European airline capacity continues slow climb as UK partially reopens
The UK has made its first, small, steps to reopening non-essential international services from 17-May-2021. Its green list of countries accounted for only 4.9% of total UK capacity in 2019, and includes countries where there is no reciprocal reopening (e.g. Australia) and where geopolitical risks have rapidly reduced demand (e.g. Israel).
Nevertheless, capacity between the UK and Portugal, the most significant green list market, will multiply by more than 19 times in the space of a fortnight.

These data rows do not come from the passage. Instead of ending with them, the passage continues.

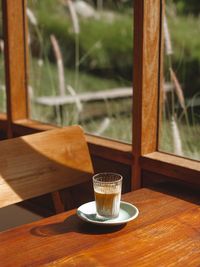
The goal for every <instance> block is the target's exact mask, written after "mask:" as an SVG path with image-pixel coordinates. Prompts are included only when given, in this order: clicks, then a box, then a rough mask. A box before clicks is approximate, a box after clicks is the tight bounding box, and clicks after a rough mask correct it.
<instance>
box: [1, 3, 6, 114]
mask: <svg viewBox="0 0 200 267" xmlns="http://www.w3.org/2000/svg"><path fill="white" fill-rule="evenodd" d="M2 24H3V19H2V2H1V1H0V112H5V111H6V92H5V76H4V75H5V73H4V38H3V26H2Z"/></svg>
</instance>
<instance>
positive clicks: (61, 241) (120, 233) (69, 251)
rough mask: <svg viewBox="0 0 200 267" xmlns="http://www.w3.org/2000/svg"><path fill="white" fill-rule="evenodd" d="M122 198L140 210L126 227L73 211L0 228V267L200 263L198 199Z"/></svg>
mask: <svg viewBox="0 0 200 267" xmlns="http://www.w3.org/2000/svg"><path fill="white" fill-rule="evenodd" d="M123 199H124V200H125V201H128V202H131V203H133V204H135V205H136V206H137V207H138V209H139V211H140V214H139V217H138V218H137V219H135V220H134V221H131V222H129V223H128V224H126V225H123V226H117V227H116V226H115V227H100V226H96V225H92V224H88V223H86V222H83V221H81V220H80V219H79V218H78V217H77V216H76V211H75V210H72V211H69V212H65V213H62V214H59V215H56V216H52V217H49V218H46V219H43V220H40V221H37V222H34V223H31V224H26V225H23V226H20V227H18V228H15V229H12V230H8V231H6V232H2V233H1V234H0V266H2V267H6V266H12V267H13V266H14V267H17V266H85V267H90V266H120V267H121V266H128V267H129V266H148V267H149V266H154V267H157V266H159V267H160V266H176V267H177V266H180V267H188V266H200V207H199V205H198V204H199V203H196V204H194V203H191V202H188V201H185V200H182V199H179V198H175V197H172V196H169V195H167V194H163V193H159V192H156V191H153V190H149V189H140V190H137V191H134V192H131V193H128V194H126V195H124V196H123ZM13 219H14V217H13Z"/></svg>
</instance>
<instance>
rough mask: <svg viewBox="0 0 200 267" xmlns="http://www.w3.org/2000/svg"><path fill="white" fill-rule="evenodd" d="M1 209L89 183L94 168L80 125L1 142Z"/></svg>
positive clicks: (0, 195) (33, 134) (90, 178)
mask: <svg viewBox="0 0 200 267" xmlns="http://www.w3.org/2000/svg"><path fill="white" fill-rule="evenodd" d="M0 151H1V153H0V207H4V206H6V205H10V204H13V203H16V202H19V201H22V200H25V199H29V198H32V197H36V196H40V195H43V194H46V193H50V192H54V191H56V190H59V189H63V188H66V187H70V186H73V185H76V184H80V183H83V182H86V181H89V180H90V179H91V178H92V173H93V167H92V163H91V159H90V155H89V150H88V147H87V143H86V140H85V136H84V132H83V130H82V129H81V128H80V127H79V126H71V127H66V128H62V129H61V128H59V129H55V130H49V131H45V132H42V133H37V134H33V135H28V136H23V137H18V138H13V139H10V140H4V141H1V142H0Z"/></svg>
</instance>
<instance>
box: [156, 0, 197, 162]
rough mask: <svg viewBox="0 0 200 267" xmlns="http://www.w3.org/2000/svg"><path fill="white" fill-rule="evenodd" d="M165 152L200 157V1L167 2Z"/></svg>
mask: <svg viewBox="0 0 200 267" xmlns="http://www.w3.org/2000/svg"><path fill="white" fill-rule="evenodd" d="M163 33H164V38H165V40H164V41H165V42H164V43H165V50H164V53H165V55H164V81H163V86H162V88H161V89H163V90H162V91H161V98H162V121H161V125H160V143H159V149H160V150H161V151H165V152H169V153H174V154H176V155H180V156H183V157H188V158H191V159H196V160H200V38H199V36H200V2H199V1H195V0H194V1H186V0H176V1H175V0H174V1H172V0H168V1H166V10H165V18H164V29H163Z"/></svg>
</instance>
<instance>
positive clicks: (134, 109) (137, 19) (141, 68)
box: [132, 0, 161, 189]
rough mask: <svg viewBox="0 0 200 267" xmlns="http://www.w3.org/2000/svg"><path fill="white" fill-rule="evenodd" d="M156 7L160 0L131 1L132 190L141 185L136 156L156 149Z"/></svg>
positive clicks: (137, 162) (158, 4)
mask: <svg viewBox="0 0 200 267" xmlns="http://www.w3.org/2000/svg"><path fill="white" fill-rule="evenodd" d="M160 10H161V1H160V0H135V1H134V75H133V77H134V79H133V86H134V90H133V154H134V165H133V172H132V188H133V189H137V188H140V187H141V166H140V162H139V158H140V157H141V156H142V155H145V154H147V153H151V152H154V151H156V149H157V129H158V99H159V97H158V95H159V94H158V92H159V80H160V49H161V47H160V40H161V35H160V30H161V28H160V27H161V17H160Z"/></svg>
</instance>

Total UK seat capacity is 1.8 times higher week-on-week in the week of 17-May-2021, but it is still 83.2% below 2019 levels.
Capacity in Europe overall is 66.6% below capacity in 2019. This rate of decline has now narrowed for four straight weeks, but Europe is still far behind other regions.
The next weakest is Middle East, where capacity is down by 49.8% versus 2019, while Africa is down by 46.6%, Latin America by 40.8%, Asia Pacific by 35.1%, and North America by 31.8%.
Summary:
- Europe has 11.2 million seats vs 33.4 million in the same week of 2019 – down 67%.
- Europe is still far behind other regions, but the gap has narrowed a little.
- Eastern/Central Europe is at a higher percentage of 2019 capacity than Western Europe.
- Greece and Portugal have highest percentage of 2019 seats among leading Western European nations.
- UK–Portugal capacity is growing rapidly, but UK is still on only 17% of 2019 capacity.